Financial aid provided by governments of wealthier countries to developing nations to improve health outcomes had already dropped by about 70% between 2021 and 2025, Ngashi Ngongo, a principal adviser at Africa Centres for Disease Control and Prevention, said in a briefing Thursday.

“We moved from $81 billion to about $25 billion” in the previous four years and with President Donald Trump’s recent decisions to halt much U.S. funding, it’s now “much lower than that,” he said, without giving the most recent tally. “Countries have to make very, very difficult decisions in the context of concurrent multiple outbreaks.”

Cholera, which has topped the list of the five biggest outbreaks in Africa this year, has caused thousands of deaths from about 158,000 suspected cases. Africa, which is also contending with mpox, measles, dengue and Lassa fever, accounts for 94% of all cholera deaths.

The bacterial disease doesn’t have to be a death sentence — most people can be successfully treated for the severe dehydration that comes from vomiting and diarrhea through prompt administration of an oral-rehydration solution.
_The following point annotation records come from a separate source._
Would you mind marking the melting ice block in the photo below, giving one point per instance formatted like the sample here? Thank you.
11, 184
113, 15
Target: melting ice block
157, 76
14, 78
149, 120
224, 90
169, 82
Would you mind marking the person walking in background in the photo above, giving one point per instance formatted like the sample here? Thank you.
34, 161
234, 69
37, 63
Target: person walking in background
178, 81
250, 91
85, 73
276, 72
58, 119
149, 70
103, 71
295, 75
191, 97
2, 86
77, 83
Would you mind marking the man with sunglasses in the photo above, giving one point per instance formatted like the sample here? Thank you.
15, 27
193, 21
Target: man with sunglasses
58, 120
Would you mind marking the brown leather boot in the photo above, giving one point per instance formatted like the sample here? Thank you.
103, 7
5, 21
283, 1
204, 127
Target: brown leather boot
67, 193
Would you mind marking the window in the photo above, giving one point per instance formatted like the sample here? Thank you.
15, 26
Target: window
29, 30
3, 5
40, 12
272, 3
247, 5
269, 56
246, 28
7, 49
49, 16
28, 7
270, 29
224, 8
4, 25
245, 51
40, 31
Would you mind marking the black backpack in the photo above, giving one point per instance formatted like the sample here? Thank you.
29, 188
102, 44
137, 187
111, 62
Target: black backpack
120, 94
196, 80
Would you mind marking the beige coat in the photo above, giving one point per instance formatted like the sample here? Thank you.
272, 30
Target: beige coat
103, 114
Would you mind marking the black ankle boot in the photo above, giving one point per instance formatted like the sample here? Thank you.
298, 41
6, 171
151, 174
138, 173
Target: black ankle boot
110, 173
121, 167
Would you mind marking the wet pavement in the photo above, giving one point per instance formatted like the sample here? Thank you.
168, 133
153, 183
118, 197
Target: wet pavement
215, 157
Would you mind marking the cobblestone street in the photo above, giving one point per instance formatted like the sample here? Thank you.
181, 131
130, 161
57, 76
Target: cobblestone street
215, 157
But the illness that disproportionately affects children is harder to treat in communities that have low pre-existing immunity due to limited vaccination rates and poor general health.

 

There are three oral cholera vaccine-manufacturing projects in various stages of completion in Africa, but they need $150 million in financing and secured demand from governments, Africa CDC has said.

The bulk of cases and deaths are in the neighboring countries of Angola, Congo, Sudan and South Sudan. This shows spillover of cases from one nation to another and reflects of many years of underinvestment in sanitation infrastructure. The proportion of schools that have no hand-washing facilities ranges from 57% in Sudan to as much as 90% in South Sudan. Conflict and the related increase in population movement adds to this risk.